CHICAGO – Even as dapagliflozin’s resubmitted application for marketing approval for treatment of type 2 diabetes is being scrutinized by the Food and Drug Administration, the drug is under study as a novel potential oral therapy for type 1 diabetes.
"For type 1 diabetes there are no approved oral agents, although some people use metformin off label. But I would predict if the numbers we saw with dapagliflozin in this short-term study persist out to 3 months, it would mean a reduction in hemoglobin A1c of 0.7-1.0 percentage points in type 1 diabetic patients who started at 8.0%," Dr. Robert R. Henry said in an interview at the annual scientific sessions of the American Diabetes Association.
He presented a small, proof-of-concept, multicenter, double-blind, phase IIa study aimed at establishing the safety of dapagliflozin, a sodium glucose cotransporter 2 (SGLT-2) inhibitor, in the management of patients with type 1 diabetes on background insulin. The study also showed early evidence of efficacy.
The five-center trial involved 62 patients who had suboptimally controlled type 1 diabetes despite being on basal bolus insulin or continuous infusion pump therapy. Their mean baseline HbA1c was 8.5%. Since this was the first study of an SGLT-2 inhibitor in patients with type 1 diabetes, it was conducted on an inpatient basis. For the first 3 days, patients were stabilized. Then they were randomized to insulin plus dapagliflozin at 1, 2.5, 5, or 10 mg once daily or to placebo.

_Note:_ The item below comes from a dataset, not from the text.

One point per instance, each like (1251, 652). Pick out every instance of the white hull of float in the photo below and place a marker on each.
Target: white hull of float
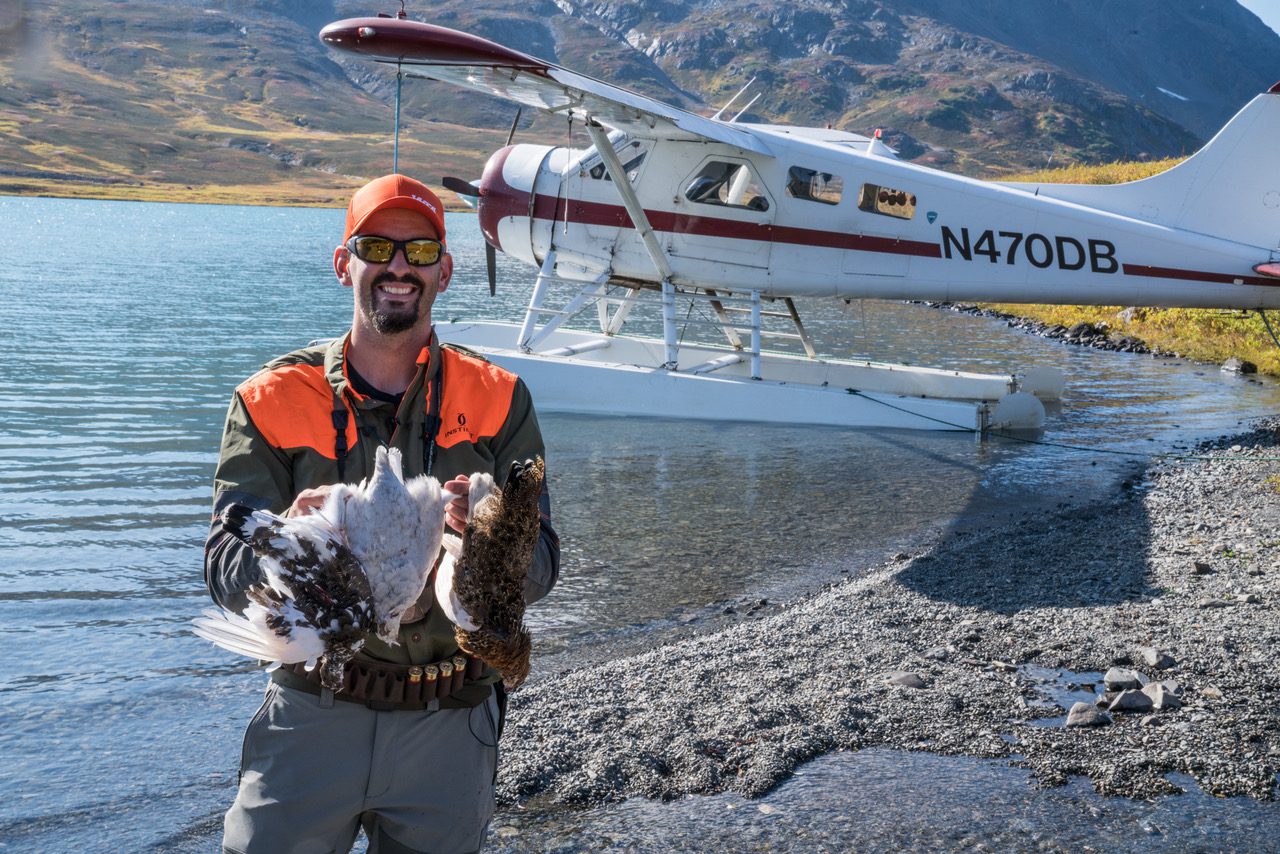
(589, 373)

The SGLT-2 inhibitor–treated patients demonstrated a dose-dependent increase in 24-hour urine glucose excretion. At the most effective 5- and 10-mg doses, by day 7 the 24-hour urine glucose excretion reached 84 and 100 g, respectively, representing mean 72-g and 89-g increases from baseline, compared to a 22-g decrease from baseline in the placebo group. Yet the dapagliflozin-treated patients showed no significant change in daily urine volume.
Continuous glucose monitoring showed mean 30- and 41-mg/dL reductions in daily average blood glucose levels in the 5- and 10-mg dapagliflozin groups, from a baseline of 174 mg/dL. Daily blood glucose variability decreased by 16%-25% as well, reported Dr. Henry, professor of medicine at the University of California, San Diego, and chief of the section of endocrinology, metabolism, and diabetes at Veterans Affairs Health Care System in San Diego.
Total daily insulin dosing on day 7 was down from baseline by 19% and 16%, respectively, in the 5- and 10-mg dapagliflozin-treated patients.
"This is just what I would have predicted, that dapagliflozin would be very effective in type 1 diabetes," he said.
Hypoglycemia was common in all study arms. The one case of serious hypoglycemia occurred in the dapagliflozin 10-mg group and led to study discontinuation. Two genital infections occurred in the dapagliflozin-treated patients.
Larger, longer-term clinical trials of the SGLT-2 inhibitor in patients with type 1 diabetes are planned.
The FDA initially rejected the New Drug Application that would have made dapagliflozin the first SGLT-2 inhibitor approved for the treatment of patients with type 2 diabetes. The agency requested more data on the risk/benefit ratio. Since then, dapagliflozin received marketing approval in the European Union, and the FDA granted approval to canagliflozin (Invokana) as the first SGLT-2 inhibitor to reach the U.S. market. AstraZeneca and Bristol-Myers Squibb have resubmitted the application for dapagliflozin with additional data. The FDA has indicated a decision will be announced by January.
Dr. Henry reported serving as an adviser to AstraZeneca and Bristol-Myers Squibb, which sponsored the study.